Anyone telling you to use a VPN and Tor is pulling your leg. Tor is waaaaay too slow for regular use unless you’re actually concerned for your life.
If your goal is to obscure your activity from your ISP, https + a secure form of dns gets you most of the way there with relatively little effort. As for a “secure form of dns,” It is trivial to setup dnscrypt-proxy or Cloudflare’s argo on an individual linux host or your linux router. The advantage of dnscrypt-proxy is that it will work with multiple providers of dns-over-https, dns-over-tls, dns-over-ssh, and argo only connects to cloudflare’s dns-over-https.
I put dnscrypt-proxy in front on my local bind instance and connected it to cloudflare’s dns-over-https and have not had complaints. The newest version 2.0.15 fixes a startup issue where the proxy would hang if the network wasn’t fully ready.
You can always put openvpn on an AWS ec2 instance and roll your own.
Https still exposes metadata including the IP address you’re connecting to, how long you’re engaged there, and potentially full URLs from referrer data from unencrypted hosts, stuff like CSS layouts and javascript can be kept there. Metadata is important stuff, and can be used to correlate activity and ultimately trace your identity. Of course your ISP knows who you are anyway.
It would be insanely expensive to VPN through AWS. That’s a very bad idea.

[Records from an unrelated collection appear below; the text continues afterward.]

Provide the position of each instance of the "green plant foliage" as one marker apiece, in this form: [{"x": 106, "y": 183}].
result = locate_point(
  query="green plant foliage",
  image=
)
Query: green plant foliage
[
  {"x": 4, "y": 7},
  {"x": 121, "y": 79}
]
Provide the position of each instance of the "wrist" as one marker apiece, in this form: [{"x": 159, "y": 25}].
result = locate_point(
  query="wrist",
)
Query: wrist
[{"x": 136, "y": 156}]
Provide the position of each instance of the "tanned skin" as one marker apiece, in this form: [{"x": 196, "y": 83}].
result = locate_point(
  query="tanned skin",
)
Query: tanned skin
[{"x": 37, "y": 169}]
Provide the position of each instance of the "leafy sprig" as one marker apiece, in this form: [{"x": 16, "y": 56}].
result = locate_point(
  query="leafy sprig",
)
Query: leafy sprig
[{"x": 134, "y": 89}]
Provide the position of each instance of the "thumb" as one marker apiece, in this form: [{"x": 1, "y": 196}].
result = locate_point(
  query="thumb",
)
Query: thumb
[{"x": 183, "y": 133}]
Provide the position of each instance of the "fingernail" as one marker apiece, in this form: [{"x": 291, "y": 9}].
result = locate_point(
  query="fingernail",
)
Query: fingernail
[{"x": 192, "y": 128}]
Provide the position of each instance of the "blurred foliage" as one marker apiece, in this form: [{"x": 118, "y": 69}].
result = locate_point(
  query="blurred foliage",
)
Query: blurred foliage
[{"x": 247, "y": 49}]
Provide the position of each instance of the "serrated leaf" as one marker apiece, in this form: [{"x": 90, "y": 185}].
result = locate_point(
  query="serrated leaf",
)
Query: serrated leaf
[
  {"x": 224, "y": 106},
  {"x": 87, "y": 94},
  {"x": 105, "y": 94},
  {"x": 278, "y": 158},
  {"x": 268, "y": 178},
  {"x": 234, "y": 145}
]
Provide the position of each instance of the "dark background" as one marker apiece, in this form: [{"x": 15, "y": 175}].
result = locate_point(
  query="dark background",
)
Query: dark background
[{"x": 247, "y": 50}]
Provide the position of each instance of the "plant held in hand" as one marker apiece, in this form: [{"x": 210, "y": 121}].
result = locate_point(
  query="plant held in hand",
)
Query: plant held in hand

I don’t want to hijack the thread, but I’ve been wanting to create a more robust VPN solution for myself. I just don’t know if it’s all that practical.
I’ve had a VPS for a couple years, but have never really made much use of it. Basically I’d like to create a VPN relay, if that makes sense. I’d connect to the VPS (which is in Europe) using my own VPN (OpenVPN), then I’d connect back to the States using a commercial VPN (PIA in my case)
Is this practical? Is it possible? Maybe I wouldn’t use it all the time, for everything, but would that be “more secure” in any way?
It’s both practical and possible. It would add one more step to anyone trying to get your identity; they would need a court order for your VPS provider rather than going straight to your ISP. That isn’t really more secure, though, it’s just slightly more effort. I wouldn’t bother. If you really need to protect your identity you should be using Tor with Tails, but that level of security is only appropriate for political dissidents and serious criminal activity.
I have been doing it for almost three years, and a few basic policy routes (like no netflix/prime video and no https over the vpn) keeps my bill to under $3 per month.
In fairness though, the primary purpose of my ec2 instance is a central connection for my geographic separate networks (new orleans and 2 in las vegas), so I use it as a vpn for regular http traffic only because it was already there, and my routing policy keeps most high bandwidth traffic off the vpn. at $0.09 per gb per month 1 tb would be $92 and not worth it.